Por eso Santiago no entendió.
—¿Por qué?
Sofía le explicó lo que había visto en las redes y lo que pensaba al respecto. En otro tipo de situación tal vez no habría cedido, pero lo que estaba en juego era la reputación de UME, así que no podía arriesgarse a que su presencia fuera el motivo del fracaso.
Santiago la miró en silencio. Ese brillo que había percibido en ella durante estos días parecía haberse apagado de golpe.
Antes la había despreciado por ser ama de casa, pero trabajando juntos había descubierto que Sofía era mucho más de lo que imaginaba, y hubo momentos en los que casi olvidó ese pasado suyo. Pero ahora caía en cuenta de que no era tan simple. Cuando se alejaba de lo que dominaba, la inseguridad seguía ahí, profunda y difícil de sacudir.
Santiago reflexionó un momento y respondió:
—Mañana no tengo tiempo, tengo demasiadas cosas encima. A demás no me gusta apropiarme del trabajo ajeno.
—Pero Santiago, estuviste en el proyecto de principio a fin, no sería apropiarte de nada.
—Si yo digo que sí lo es, entonces lo es.
—Es que...
—Ahora mismo solo nosotros sabemos cómo funciona el proyecto. O vas tú, o el lanzamiento se queda sin presentador. Decide.
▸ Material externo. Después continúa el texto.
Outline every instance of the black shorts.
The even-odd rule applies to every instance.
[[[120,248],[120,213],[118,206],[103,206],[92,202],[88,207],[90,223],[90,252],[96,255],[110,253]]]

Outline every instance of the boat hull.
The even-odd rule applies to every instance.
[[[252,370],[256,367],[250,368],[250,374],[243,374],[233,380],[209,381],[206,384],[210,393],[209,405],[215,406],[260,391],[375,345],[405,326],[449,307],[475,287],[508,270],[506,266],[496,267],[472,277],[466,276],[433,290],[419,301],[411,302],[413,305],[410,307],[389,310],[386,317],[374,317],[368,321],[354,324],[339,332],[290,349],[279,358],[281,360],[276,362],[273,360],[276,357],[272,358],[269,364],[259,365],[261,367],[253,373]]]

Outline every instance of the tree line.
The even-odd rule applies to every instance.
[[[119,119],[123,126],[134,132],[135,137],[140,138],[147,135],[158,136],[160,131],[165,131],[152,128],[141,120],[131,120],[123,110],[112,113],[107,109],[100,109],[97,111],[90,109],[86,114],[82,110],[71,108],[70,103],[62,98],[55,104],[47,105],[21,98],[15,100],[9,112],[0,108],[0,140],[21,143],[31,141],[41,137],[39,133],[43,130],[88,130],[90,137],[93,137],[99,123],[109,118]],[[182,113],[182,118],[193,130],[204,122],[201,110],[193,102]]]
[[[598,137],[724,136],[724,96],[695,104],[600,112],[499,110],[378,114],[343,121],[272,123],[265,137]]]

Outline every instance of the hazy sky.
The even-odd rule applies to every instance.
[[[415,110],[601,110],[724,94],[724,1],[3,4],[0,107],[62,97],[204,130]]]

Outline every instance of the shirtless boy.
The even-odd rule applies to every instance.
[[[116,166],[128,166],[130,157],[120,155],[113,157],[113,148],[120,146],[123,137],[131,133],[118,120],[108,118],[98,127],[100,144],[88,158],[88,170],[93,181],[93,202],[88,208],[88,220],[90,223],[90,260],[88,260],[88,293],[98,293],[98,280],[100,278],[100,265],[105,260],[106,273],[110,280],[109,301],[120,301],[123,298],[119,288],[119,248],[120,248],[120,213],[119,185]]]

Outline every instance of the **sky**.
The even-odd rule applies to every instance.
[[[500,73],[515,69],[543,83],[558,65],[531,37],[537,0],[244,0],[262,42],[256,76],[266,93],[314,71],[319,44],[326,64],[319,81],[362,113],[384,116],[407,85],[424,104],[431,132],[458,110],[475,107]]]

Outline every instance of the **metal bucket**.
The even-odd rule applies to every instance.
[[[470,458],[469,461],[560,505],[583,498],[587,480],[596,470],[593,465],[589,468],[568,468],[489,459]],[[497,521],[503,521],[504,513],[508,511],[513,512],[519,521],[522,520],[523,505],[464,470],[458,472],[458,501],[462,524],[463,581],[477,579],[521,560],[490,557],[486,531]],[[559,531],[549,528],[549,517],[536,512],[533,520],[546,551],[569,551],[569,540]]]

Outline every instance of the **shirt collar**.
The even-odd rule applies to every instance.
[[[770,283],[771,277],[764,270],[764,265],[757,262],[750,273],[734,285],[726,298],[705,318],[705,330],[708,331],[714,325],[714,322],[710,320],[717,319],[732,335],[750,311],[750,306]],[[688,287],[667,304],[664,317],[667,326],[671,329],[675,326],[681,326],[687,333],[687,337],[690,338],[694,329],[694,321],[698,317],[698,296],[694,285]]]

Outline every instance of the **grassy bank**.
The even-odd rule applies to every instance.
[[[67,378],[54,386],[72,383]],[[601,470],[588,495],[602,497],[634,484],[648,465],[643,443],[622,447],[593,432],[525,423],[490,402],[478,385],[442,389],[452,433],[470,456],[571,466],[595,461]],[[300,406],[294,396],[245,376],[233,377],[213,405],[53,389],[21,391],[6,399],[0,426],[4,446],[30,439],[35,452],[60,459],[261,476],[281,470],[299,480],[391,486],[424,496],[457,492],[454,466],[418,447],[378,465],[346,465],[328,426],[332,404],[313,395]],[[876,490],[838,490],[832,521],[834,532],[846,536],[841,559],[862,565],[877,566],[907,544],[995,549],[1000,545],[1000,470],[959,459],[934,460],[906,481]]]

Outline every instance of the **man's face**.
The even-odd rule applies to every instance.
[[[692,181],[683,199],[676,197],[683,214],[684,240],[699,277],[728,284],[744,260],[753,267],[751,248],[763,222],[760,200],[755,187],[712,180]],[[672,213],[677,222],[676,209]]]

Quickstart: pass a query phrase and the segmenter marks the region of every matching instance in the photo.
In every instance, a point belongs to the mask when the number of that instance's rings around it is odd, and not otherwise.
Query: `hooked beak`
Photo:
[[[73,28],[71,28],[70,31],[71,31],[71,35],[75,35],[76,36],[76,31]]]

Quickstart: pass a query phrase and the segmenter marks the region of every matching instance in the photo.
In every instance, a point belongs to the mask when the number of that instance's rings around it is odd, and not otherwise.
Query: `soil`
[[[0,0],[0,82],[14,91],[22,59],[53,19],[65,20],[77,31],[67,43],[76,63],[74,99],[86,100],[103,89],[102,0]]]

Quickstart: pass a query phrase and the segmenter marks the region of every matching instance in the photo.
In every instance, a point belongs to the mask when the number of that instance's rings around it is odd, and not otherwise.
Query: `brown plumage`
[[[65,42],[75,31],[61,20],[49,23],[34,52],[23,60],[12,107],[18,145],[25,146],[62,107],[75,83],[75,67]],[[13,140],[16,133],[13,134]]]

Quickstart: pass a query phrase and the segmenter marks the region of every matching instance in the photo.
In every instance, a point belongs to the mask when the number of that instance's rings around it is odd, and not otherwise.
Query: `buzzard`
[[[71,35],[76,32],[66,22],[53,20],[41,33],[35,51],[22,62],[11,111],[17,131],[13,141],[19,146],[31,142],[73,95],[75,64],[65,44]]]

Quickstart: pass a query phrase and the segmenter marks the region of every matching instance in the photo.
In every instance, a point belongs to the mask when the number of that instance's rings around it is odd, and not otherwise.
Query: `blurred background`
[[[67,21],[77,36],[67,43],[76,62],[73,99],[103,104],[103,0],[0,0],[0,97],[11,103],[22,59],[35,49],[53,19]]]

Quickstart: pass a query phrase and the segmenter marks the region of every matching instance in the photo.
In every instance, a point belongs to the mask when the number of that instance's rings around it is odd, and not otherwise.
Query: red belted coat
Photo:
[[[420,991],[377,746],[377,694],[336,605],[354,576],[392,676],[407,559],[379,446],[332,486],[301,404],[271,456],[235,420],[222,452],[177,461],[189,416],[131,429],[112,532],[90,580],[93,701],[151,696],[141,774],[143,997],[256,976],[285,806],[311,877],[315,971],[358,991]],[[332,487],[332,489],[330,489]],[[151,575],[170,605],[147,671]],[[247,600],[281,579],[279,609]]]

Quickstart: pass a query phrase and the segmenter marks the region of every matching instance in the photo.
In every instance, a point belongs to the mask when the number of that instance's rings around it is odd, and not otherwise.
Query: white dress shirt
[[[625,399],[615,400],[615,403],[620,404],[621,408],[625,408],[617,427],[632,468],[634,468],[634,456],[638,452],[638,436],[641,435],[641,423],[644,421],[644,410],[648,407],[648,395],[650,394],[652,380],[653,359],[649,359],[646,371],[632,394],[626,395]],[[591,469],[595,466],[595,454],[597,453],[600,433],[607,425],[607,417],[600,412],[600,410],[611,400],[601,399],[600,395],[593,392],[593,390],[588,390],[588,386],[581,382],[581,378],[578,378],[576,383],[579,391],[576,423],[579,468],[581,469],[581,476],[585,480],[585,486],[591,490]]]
No le dio oportunidad de terminar. Le puso el guion en la mano y se fue sin añadir nada más.
Sofía lo vio alejarse con una mezcla de impotencia y resignación. Entendía perfectamente lo que él quería decirle, pero nunca le había gustado apostar en situaciones así. Al día siguiente habría decenas de cámaras en esa sala, y una sola palabra mal dicha podía ser amplificada hasta el infinito, sobre todo con todos los prejuicios que ya cargaba encima. Cualquier error suyo se magnificaría el doble.
Para evitar eso, se quedó en el laboratorio practicando durante horas, hasta que no quedó ningún cabo suelto. Solo entonces se fue.